Protecting the ‘gasoline tree’
Biopiracy attempts continue. In 2008 Edenspace, the fifth-biggest pharmaceutical company in the US, offered to pay for the knowledge on how to grow gasoline and extract it from a tree called Pittosporum resineferum to the environmental group Cordillera Ecological Center (CEC) that discovered and developed it as an energy source for indigenous peoples pushing for rural development.
The tree locally called hanga or dael produces high heptane, e-pine and dihydroterpene, flammable components of gasoline, enabling it to be used as substitute to liquefied petroleum gas for cooking and fuel for gasoline engines.
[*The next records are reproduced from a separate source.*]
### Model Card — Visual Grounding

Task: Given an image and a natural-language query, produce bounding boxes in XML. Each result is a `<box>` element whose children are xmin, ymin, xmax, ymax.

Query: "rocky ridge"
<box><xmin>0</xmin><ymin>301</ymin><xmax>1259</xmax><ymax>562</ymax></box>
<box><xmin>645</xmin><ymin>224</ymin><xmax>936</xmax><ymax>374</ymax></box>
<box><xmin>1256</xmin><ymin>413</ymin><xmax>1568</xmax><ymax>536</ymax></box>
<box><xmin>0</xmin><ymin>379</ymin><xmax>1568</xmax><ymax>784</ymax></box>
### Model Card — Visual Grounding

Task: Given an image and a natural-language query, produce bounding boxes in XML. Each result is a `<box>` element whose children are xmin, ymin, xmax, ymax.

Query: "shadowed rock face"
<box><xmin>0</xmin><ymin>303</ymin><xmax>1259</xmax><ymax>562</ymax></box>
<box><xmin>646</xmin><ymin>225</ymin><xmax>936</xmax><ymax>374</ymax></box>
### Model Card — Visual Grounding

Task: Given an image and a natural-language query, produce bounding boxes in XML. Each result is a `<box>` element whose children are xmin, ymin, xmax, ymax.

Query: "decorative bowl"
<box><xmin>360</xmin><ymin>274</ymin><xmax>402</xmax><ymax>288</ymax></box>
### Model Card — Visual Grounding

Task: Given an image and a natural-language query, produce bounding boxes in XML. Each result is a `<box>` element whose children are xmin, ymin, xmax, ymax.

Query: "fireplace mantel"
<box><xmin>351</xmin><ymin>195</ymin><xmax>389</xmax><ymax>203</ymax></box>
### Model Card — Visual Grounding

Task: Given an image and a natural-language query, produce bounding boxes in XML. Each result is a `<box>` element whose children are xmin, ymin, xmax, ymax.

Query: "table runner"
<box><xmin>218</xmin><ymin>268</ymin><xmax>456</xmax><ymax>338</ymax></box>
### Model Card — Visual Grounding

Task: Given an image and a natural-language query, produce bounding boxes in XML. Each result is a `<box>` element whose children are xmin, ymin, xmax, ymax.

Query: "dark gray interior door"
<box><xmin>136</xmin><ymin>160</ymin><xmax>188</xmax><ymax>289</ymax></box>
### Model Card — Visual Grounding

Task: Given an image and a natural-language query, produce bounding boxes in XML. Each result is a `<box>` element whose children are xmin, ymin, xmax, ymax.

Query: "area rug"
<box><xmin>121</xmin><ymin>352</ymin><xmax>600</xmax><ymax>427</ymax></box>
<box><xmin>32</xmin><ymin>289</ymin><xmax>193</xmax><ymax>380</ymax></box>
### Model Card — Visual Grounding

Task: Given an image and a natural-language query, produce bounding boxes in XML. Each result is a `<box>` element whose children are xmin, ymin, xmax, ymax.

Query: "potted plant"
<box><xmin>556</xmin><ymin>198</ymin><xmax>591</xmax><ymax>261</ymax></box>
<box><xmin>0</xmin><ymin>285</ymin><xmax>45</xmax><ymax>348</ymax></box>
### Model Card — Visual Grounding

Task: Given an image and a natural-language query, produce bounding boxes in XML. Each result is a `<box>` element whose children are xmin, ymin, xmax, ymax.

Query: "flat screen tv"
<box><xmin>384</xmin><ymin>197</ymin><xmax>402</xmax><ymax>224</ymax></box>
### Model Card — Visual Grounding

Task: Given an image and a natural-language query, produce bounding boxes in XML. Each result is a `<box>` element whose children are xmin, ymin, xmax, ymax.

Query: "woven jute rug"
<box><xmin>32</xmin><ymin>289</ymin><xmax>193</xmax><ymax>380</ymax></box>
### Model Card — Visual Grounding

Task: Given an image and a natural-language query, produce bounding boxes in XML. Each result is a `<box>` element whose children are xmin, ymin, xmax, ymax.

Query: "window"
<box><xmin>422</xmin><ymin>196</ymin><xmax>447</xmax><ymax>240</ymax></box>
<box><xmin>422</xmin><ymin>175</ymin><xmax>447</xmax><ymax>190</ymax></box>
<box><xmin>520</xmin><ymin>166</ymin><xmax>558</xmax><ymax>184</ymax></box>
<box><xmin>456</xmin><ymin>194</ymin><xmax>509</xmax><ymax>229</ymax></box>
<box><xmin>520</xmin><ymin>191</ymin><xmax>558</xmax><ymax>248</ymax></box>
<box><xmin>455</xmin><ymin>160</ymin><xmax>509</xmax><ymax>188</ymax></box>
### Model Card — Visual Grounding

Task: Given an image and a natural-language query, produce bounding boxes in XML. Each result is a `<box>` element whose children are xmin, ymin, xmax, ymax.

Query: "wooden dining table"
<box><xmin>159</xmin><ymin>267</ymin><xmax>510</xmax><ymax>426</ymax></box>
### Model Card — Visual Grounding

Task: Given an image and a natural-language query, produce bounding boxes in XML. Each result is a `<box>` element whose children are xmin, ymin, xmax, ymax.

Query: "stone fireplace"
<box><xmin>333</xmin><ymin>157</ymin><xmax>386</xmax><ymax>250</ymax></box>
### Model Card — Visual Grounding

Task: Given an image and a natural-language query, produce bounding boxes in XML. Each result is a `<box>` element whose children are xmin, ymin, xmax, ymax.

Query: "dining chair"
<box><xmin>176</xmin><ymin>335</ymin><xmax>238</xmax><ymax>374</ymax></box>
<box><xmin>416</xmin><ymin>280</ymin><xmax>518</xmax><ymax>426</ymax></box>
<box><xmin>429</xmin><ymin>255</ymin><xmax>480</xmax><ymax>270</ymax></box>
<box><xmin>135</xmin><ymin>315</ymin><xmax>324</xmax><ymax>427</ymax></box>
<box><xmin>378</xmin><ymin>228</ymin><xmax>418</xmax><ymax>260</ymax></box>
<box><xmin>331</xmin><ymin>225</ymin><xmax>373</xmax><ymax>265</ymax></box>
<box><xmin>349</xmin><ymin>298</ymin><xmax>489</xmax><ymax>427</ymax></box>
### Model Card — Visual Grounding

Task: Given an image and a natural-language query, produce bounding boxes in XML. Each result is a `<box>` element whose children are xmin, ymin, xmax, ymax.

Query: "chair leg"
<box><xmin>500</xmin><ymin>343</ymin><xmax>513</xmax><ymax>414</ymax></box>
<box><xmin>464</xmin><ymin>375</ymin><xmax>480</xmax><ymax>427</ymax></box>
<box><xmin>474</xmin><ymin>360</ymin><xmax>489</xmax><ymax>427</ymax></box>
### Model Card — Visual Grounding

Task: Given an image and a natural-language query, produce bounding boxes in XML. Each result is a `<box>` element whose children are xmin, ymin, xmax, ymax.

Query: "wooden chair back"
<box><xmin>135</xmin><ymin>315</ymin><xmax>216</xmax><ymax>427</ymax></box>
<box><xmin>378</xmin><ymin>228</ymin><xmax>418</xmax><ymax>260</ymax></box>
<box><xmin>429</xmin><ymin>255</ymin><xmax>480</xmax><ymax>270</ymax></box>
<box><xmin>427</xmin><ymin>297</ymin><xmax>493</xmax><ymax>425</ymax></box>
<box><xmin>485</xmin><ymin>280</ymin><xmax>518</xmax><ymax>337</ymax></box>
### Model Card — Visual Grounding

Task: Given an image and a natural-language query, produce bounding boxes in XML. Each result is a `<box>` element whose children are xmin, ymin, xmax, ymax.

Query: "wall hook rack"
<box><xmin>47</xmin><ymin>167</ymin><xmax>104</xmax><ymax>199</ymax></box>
CEC refused the US company’s request but offers continued to come from Japan, India, Taiwan, Singapore, Malaysia and Brunei Darussalam.
CEC continues to grow gasoline from the trees.
This writer, who heads CEC, discovered the tree’s potential as fuel and developed its oil as sustainable alternative energy as well as perfected the agronomical cultural practices in raising the trees, as well.
Food crops threatened
The Convention of Biodiversity (CBD) said the Philippines is one of 18 mega-biodiverse countries in the world, containing two-thirds of the earth’s biodiversity and between 70 percent and 80 percent of the world’s plant and animal species.
But it warns its plant life is thinning as 99 species are critically endangered, 187 endangered, 176 vulnerable, as well and 64 others are threatened species.
Three Philippine indigenous rice species and two yam species were recently added by the International Union for the Conservation of Nature to its Red List. IUCN, based in Switzerland, is the international watchdog of world biodiversity.
CBD added that the Philippine list also includes threatened faunal species: 42 species of land mammals, 127 species of birds, 24 species of reptiles and 14 species of amphibians.
The main culprit to the fast decimation of the country’s biodiversity is mainly due to loss and destruction of habitat, poor conservation policies and implementation of laws and lack of peoples’ reverence and respect to the environment and wildlife.
Bengwayan has a masters degree and PhD in Development Studies and Environmental Resource Management from University College Dublin, Ireland, as a European Union fellow. He is currently a fellow of Echoing Green Foundation in New York.